April 2016 - Banks have long been the primary source of financing to small businesses – but over the past 7 to 8 years, financing to this sector has shrunk by over $100 billion. Why the big drop-off, and what does it signal for the future? One major factor is consolidation in the banking sector. A lot of the financing that has dried up came from community banks; and with fewer community banks, there is less financing to go around. In addition, many of the bigger banks are now trying to move upmarket to larger borrowers, so small and medium-sized businesses have gotten the short end of the stick, and a fair amount of capital has been pulled out of the system. Fintech and new platforms are trying to fill that gap, but there’s been a net reduction in small business financing.
In the leveraged credit world, the market is reasonably liquid. The bigger the company, the more broadly syndicated the loan, the more there’s an active trading market. On the other hand, middle market leveraged credit tends to be done in club deals; there’s some liquidity but the bid ask tends to be fairly high.
One of the interesting things that’s happening now in the market is people are trying to find new ways to use technology to create liquidity for small business financings. Platforms are being created that are giving investors of varying types the ability to participate in small business loans that are much smaller than the market had the opportunity to engage in before. Technology is helping create liquidity and velocity of capital, and opening up some of these assets to a different investor base.
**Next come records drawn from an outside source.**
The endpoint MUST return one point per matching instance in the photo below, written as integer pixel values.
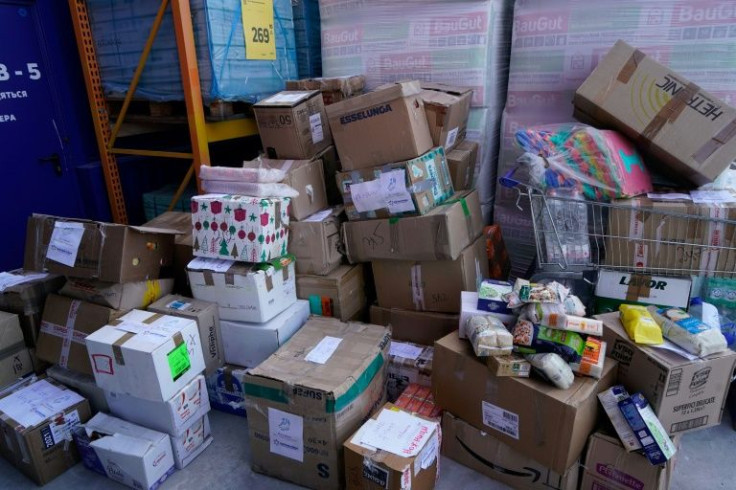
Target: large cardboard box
(447, 109)
(608, 466)
(207, 316)
(245, 292)
(406, 188)
(249, 229)
(440, 234)
(124, 452)
(90, 249)
(686, 395)
(367, 467)
(65, 326)
(316, 242)
(420, 327)
(383, 126)
(249, 344)
(311, 395)
(125, 296)
(340, 294)
(293, 124)
(430, 285)
(146, 355)
(481, 451)
(509, 408)
(689, 130)
(35, 422)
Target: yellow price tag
(260, 41)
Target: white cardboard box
(172, 416)
(146, 355)
(249, 344)
(245, 292)
(127, 453)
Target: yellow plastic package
(640, 325)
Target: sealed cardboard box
(65, 326)
(36, 421)
(293, 124)
(245, 292)
(420, 327)
(92, 249)
(447, 109)
(481, 451)
(316, 242)
(146, 355)
(311, 395)
(441, 234)
(689, 130)
(386, 125)
(407, 188)
(249, 344)
(461, 162)
(430, 285)
(247, 229)
(686, 395)
(125, 296)
(508, 408)
(207, 316)
(400, 461)
(124, 452)
(340, 294)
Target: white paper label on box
(64, 243)
(286, 433)
(396, 196)
(315, 124)
(502, 420)
(322, 352)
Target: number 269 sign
(260, 42)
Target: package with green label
(410, 188)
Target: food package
(533, 339)
(488, 336)
(639, 325)
(688, 332)
(553, 368)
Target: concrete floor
(707, 455)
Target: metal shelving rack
(201, 132)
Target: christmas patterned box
(248, 229)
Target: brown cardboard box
(316, 242)
(481, 451)
(339, 294)
(518, 411)
(322, 402)
(333, 89)
(609, 466)
(207, 316)
(689, 130)
(27, 299)
(368, 469)
(383, 126)
(35, 445)
(432, 285)
(66, 323)
(685, 395)
(461, 160)
(107, 251)
(420, 327)
(293, 124)
(447, 109)
(118, 296)
(441, 234)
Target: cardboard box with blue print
(408, 188)
(311, 395)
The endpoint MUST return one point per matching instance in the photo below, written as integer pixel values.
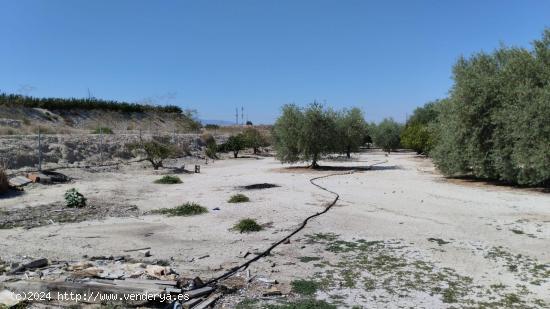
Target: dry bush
(4, 184)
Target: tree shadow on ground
(11, 194)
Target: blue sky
(386, 57)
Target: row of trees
(495, 124)
(307, 134)
(15, 100)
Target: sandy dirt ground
(400, 235)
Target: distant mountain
(218, 122)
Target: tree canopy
(495, 123)
(308, 134)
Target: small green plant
(4, 182)
(168, 180)
(74, 199)
(304, 287)
(187, 209)
(239, 198)
(247, 225)
(103, 130)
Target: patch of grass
(168, 180)
(238, 198)
(74, 199)
(307, 259)
(304, 287)
(102, 130)
(247, 225)
(187, 209)
(4, 183)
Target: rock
(19, 181)
(8, 299)
(232, 284)
(158, 271)
(273, 291)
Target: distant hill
(218, 122)
(23, 115)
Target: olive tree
(155, 150)
(351, 130)
(305, 134)
(387, 135)
(235, 143)
(254, 139)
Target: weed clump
(168, 180)
(304, 287)
(239, 198)
(247, 225)
(74, 199)
(184, 210)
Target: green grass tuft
(168, 180)
(247, 225)
(187, 209)
(239, 198)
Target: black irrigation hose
(245, 265)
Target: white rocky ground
(400, 235)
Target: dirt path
(400, 234)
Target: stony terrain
(399, 236)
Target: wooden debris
(192, 302)
(199, 292)
(32, 265)
(209, 301)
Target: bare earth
(400, 235)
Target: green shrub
(74, 199)
(103, 130)
(187, 209)
(4, 182)
(247, 225)
(304, 287)
(168, 180)
(239, 198)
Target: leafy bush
(495, 123)
(187, 209)
(103, 130)
(239, 198)
(155, 151)
(168, 180)
(74, 199)
(4, 182)
(247, 225)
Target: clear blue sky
(386, 57)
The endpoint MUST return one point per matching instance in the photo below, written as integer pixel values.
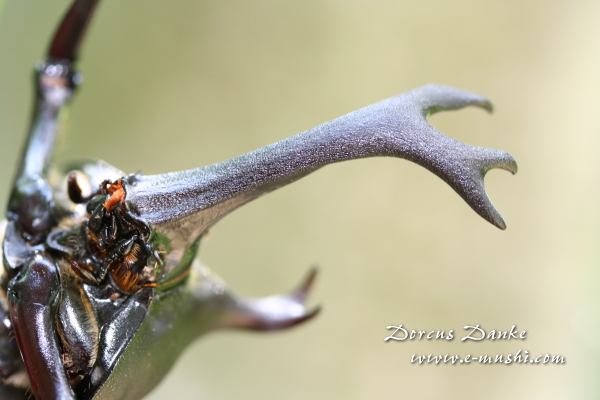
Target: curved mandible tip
(465, 165)
(183, 205)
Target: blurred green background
(181, 84)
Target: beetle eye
(126, 247)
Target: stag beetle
(100, 286)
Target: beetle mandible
(100, 267)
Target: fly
(102, 289)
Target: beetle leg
(32, 296)
(233, 311)
(114, 339)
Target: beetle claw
(260, 314)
However, there’s a very real need to look closely at the new platforms popping up. As more platforms evaluate using securitization as a funding option, more investors are going to want to explore the model – but many of the platforms have been developed within the last five or six years and haven’t been proven in a down cycle.
As we look ahead, here are three key issues to watch for in the small and medium-sized financing market over the next year. First, there are still a number of weak spots in the economy, with numerous sectors that are challenged, including segments of retail, and oil and gas. Overall, I believe the risk of recession has risen, which would have a profound effect on small and medium-sized businesses. Second, like many others across the industry, I am concerned about the new regulations taking effect in the ABS market and the impact they will have in a market already facing tight liquidity. Third, the ability for small and medium-sized businesses to obtain funding is cracking open in new ways, leveraging technology, global liquidity pools and new origination sourcing models. It’s exciting that these new fintech platforms have popped up to try to fill the gap. It remains unclear whether many of them will have the platform profitability and capital/capital availability to keep going during rough times, incubate their businesses and develop a proven track record.
It’s a complex but fascinating time for the ABS market. With every new paradigm change, from marketplace lending to the next big thing, we are bound to see new waves of opportunities for investors, issuers, borrowers and lenders. Investors are excited about the changes that are occurring in the market, but they will need to be vigilant regarding the potential risks, especially with less proven sectors and issuers.